物联网设备综合漏洞检测与恶意软件感染测试策略

随着物联网（IoT）设备的日益普及，安全漏洞和恶意软件感染已成为重大风险。为了应对这些挑战，先进的漏洞检测工具对于加强物联网安全评估至关重要。在本研究中，我们分析了常见的漏洞和不断发展的攻击方法，以开发改进的检测技术。我们的研究主要集中在两个关键领域：1)综合漏洞检测和2)恶意软件感染测试策略。通过现场测试和详细分析，我们确定了物联网设备中普遍存在的安全漏洞，并开发了一套专门用于检测这些漏洞的工具。此外，我们发现一些设备对特定的恶意软件菌株表现出固有的免疫力，强调需要新的恶意软件感染检测策略。真实世界的评估发现了以前未知的漏洞和弱点，揭示了对DoS攻击的普遍易感性，并证明并非所有设备都容易受到恶意软件感染。这些发现证实了我们的方法在识别风险和增强物联网安全方面的有效性。

本文章由计算机程序翻译，如有差异，请以英文原文为准。

求助全文

约1分钟内获得全文去求助

来源期刊

IEEE Internet of Things Journal Computer Science-Information Systems

CiteScore

17.60

自引率

13.20%

发文量

1982

期刊介绍： The EEE Internet of Things (IoT) Journal publishes articles and review articles covering various aspects of IoT, including IoT system architecture, IoT enabling technologies, IoT communication and networking protocols such as network coding, and IoT services and applications.
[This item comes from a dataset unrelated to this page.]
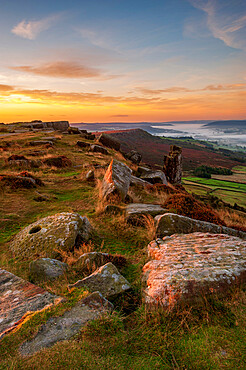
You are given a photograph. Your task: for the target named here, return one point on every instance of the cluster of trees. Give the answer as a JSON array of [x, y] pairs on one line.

Topics encompass IoT's impacts on sensor technologies, big data management, and future internet design for applications like smart cities and smart homes. Fields of interest include IoT architecture such as things-centric, data-centric, service-oriented IoT architecture; IoT enabling technologies and systematic integration such as sensor technologies, big sensor data management, and future Internet design for IoT; IoT services, applications, and test-beds such as IoT service middleware, IoT application programming interface (API), IoT application design, and IoT trials/experiments; IoT standardization activities and technology development in different standard development organizations (SDO) such as IEEE, IETF, ITU, 3GPP, ETSI, etc.